Open NayamAmarshe opened 1 year ago
I won't be adding Whisper support for now because it requires really powerful hardware and consumes too much system resources. My main PC can't even handle it so it would be a real challenge to implement and test it. Adding extra languages is definitely something I want to do at some point but it'd require training new models
@abb128 probably you can consider whisper.cpp project, which uses the same trained models from OpenAI::Whisper but it's implemented in cpp and claims to run on a potato (rpi3/4)

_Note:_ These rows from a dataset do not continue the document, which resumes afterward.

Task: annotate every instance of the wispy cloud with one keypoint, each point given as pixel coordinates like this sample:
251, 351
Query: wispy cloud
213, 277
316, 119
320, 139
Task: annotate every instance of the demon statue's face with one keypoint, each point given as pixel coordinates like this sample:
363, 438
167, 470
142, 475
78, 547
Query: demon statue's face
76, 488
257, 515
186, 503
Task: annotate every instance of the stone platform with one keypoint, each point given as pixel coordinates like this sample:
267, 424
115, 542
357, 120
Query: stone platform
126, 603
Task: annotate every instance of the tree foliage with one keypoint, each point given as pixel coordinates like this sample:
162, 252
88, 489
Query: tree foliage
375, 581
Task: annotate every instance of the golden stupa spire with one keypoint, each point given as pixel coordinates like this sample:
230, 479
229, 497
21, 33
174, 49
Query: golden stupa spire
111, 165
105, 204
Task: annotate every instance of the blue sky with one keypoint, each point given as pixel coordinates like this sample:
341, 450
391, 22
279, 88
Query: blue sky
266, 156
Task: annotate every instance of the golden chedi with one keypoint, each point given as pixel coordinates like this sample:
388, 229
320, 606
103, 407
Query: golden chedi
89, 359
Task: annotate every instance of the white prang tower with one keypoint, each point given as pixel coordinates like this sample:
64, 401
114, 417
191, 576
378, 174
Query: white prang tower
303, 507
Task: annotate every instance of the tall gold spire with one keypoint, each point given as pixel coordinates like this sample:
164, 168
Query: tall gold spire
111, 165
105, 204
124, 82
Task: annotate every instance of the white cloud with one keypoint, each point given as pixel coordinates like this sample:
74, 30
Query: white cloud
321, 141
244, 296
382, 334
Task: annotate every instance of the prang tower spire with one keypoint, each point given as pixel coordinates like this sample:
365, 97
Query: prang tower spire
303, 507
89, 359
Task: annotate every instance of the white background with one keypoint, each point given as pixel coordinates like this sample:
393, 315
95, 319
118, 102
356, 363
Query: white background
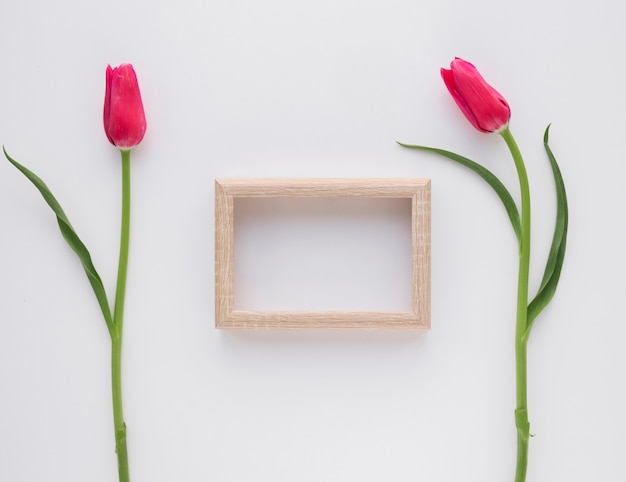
310, 89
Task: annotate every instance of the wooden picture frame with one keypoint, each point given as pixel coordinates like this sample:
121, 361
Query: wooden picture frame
226, 190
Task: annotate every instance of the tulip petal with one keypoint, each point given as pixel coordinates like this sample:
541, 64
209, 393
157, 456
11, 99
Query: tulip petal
72, 240
483, 106
124, 121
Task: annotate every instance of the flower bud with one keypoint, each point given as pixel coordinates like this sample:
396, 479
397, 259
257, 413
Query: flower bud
124, 118
483, 106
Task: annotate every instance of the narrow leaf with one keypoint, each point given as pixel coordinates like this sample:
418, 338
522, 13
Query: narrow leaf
488, 176
72, 240
556, 256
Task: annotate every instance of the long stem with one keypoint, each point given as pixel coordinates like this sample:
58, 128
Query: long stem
118, 321
521, 409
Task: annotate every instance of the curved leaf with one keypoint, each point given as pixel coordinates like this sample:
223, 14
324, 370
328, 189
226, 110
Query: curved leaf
488, 176
72, 239
556, 256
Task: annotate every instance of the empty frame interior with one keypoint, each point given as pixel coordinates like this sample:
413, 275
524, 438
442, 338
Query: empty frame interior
227, 190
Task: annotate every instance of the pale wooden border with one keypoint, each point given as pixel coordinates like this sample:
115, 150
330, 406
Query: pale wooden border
226, 190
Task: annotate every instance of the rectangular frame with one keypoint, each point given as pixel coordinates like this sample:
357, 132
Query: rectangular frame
226, 190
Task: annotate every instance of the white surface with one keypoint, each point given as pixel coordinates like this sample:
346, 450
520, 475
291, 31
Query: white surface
309, 89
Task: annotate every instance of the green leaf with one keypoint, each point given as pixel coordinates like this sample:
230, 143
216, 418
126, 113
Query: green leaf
556, 256
492, 180
72, 239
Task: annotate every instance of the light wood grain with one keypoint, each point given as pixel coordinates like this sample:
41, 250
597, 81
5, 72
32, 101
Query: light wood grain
228, 189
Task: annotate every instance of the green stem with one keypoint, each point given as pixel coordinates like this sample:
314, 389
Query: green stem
521, 409
118, 322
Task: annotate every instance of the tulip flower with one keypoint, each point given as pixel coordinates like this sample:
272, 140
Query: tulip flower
483, 106
124, 118
487, 111
125, 126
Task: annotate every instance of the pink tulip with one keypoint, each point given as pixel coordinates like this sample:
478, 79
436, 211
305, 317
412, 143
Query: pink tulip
483, 106
124, 119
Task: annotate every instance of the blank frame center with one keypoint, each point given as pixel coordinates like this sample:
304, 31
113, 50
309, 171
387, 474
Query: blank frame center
350, 254
321, 253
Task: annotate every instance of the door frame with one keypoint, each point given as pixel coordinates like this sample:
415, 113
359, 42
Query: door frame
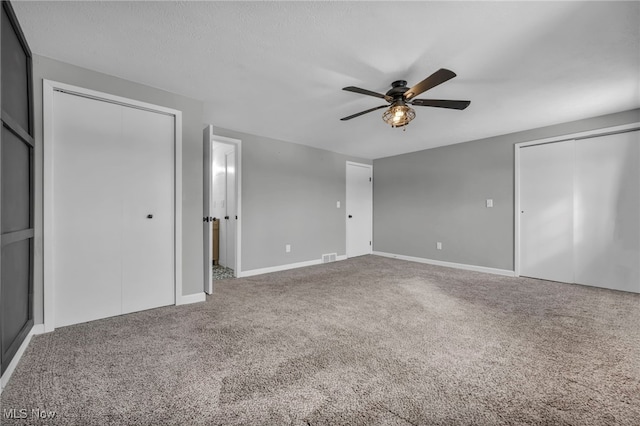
346, 209
210, 138
48, 89
573, 136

@kha84 That's the one I tried on my desktop but even with tiny model it consumed 100% of my CPU and didn't run fast enough for realtime. I believe by "run on a potato (rpi3/4)" maybe it's meant that it runs at all, not that it runs faster than realtime speeds, unless I did something horribly wrong. If it does indeed run realtime on pi then please let me know.
@kha84 That's the one I tried on my desktop but even with tiny model it consumed 100% of my CPU and didn't run fast enough for realtime. I believe by "run on a potato (rpi3/4)" maybe it's meant that it runs at all, not that it runs faster than realtime speeds, unless I did something horribly wrong. If it does indeed run realtime on pi then please let me know.
Yeah sorry, I take my words back. I played with whisper.cpp a while, the aprilasr provides much more consistent results at a fraction of CPU cost.
I did some more reading and found that it can indeed run in realtime on Pi 4 and on my computer as well by adjusting some parameters in the stream
example program: https://github.com/ggerganov/whisper.cpp/discussions/166
So maybe this could be viable after all, but I do find the latency a bit lacking
What amount of training data is needed to add a new language? Would love to see support for Norwegian Bokmål (nb) and Norwegian Nynorsk (nn).
Would be amazing if we could do that, I wouldn't mind the latency to be honest, if it worked on other languages.